Balochistan's Children Are Deprived Of Quality Education

Balochistan's Children Are Deprived Of Quality Education
Out of 2.7 million children in Balochistan, 1.9 million are out of school. Many parents do not even know how to educate their children to cope with future challenges. The fact is that a large number of children and youths living in Balochistan are deprived of quality education.

Today, we are breathing in the 21st century – the century of knowledge and competition - where education occupies a significant position in human life. A nation whose adherents will be educated and equipped with modern skills can prevail in the contemporary age. Undoubtedly, education plays a pivotal role in the prosperity of a society.
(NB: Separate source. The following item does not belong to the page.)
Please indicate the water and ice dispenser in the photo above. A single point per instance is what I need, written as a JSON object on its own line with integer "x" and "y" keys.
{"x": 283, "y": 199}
Unfortunately, meaningful and productive education is missing in Balochistan.

If the case of Balochistan is studied in this regard, the findings are shameful especially when Balochistan contributes to financial matters and meets the mineral requisition of Pakistan. This province’s marine life and mineral reserves also play an essential role in the country’s economy. But an influential layer is benefiting from these treasures. Instead, ordinary people are forced to live a life of poverty and unemployment.

Whenever we think about Balochistan, we see unemployment, poverty, lawlessness, people wearing tattered clothes, children struggling to learn in tents that are makeshift schools and many more pathetic scenes. The people of Balochistan are still deprived of the fruits of development, and the province is managing part of the country’s economy with its valuable minerals.

Apart from the precious reserves, the discovered gas from Sui has been supplied to the entire country, but the residents of the same area, Sui and Dera Bugti, besides other cities, have yet to be given this natural blessing. Education and health issues aside, there was no improvement in the living conditions of the residents of Balochistan, who have seen development and prosperity after spending years in this country.

The education sector in particular has become a problem in Balochistan due to a lack of quality teachers and the absence of modern school facilities, which brought the educational system to the brink of destruction. The nation’s development is through the progress of the education sector that makes builders of the community.

Unfortunately, most of the government schools in Balochistan lack basic educational facilities. Instead, hundreds of government schools have ramshackle premises to accommodate the students, and anytime an untoward incident of collapse can take place, which may swallow the lives of innocents. Many schools still need to be provided furniture, including desks to sit on for those students during schooling hours.

Problems, ranging from accommodation to killing merit in libraries or admissions, keep students from the academic atmosphere. Inevitably, the young generation is seen less in educational institutes and more in protest sit-ins.

The greatest need for people in any society is employment, health, and education. In discussed ones, the education problem is vital because the role of education is the biggest in the nations and societies that have developed the communities that can witness history.

In this modern era, developed countries are discovering new worlds and innovating technology, but in Pakistan, the essential things in educational institutes need to be standardized in this age of science and technology.

In terms of education and literacy rate, Balochistan is far behind all the units of the country. The province is the most backward province in Pakistan. According to the UNESCO report, the literacy rate in Pakistan is 58%. The situation of Punjab is better than other provinces. In Balochistan, the literacy rate is lower than in all provinces of Pakistan. Here 87% of women need to learn how to read and write. As far as girls’ education is concerned, the literacy rate is at a dismal level which is merely 13%.

Across Balochistan, 4000 schools exist with no buildings in different villages. Out of 22,500 villages, 12,000 villages have no schools at all. There are around 10,000 ghost teachers appointed in the schools of Balochistan. Those who draw salaries in the name of schooling have never performed their duties at the institutes. Many middle schools are run with only three to four teachers; in many, only one teacher is involved in ensuring the educational process.

Other reasons, they are distanced from the fruits of development and prosperity, which causes the future of Balochistan to be vulnerable. Unless additional rights, the right to quality education, are not provided to Balochistan’s people, the improvement in the situation and dream of progress will be a mirage.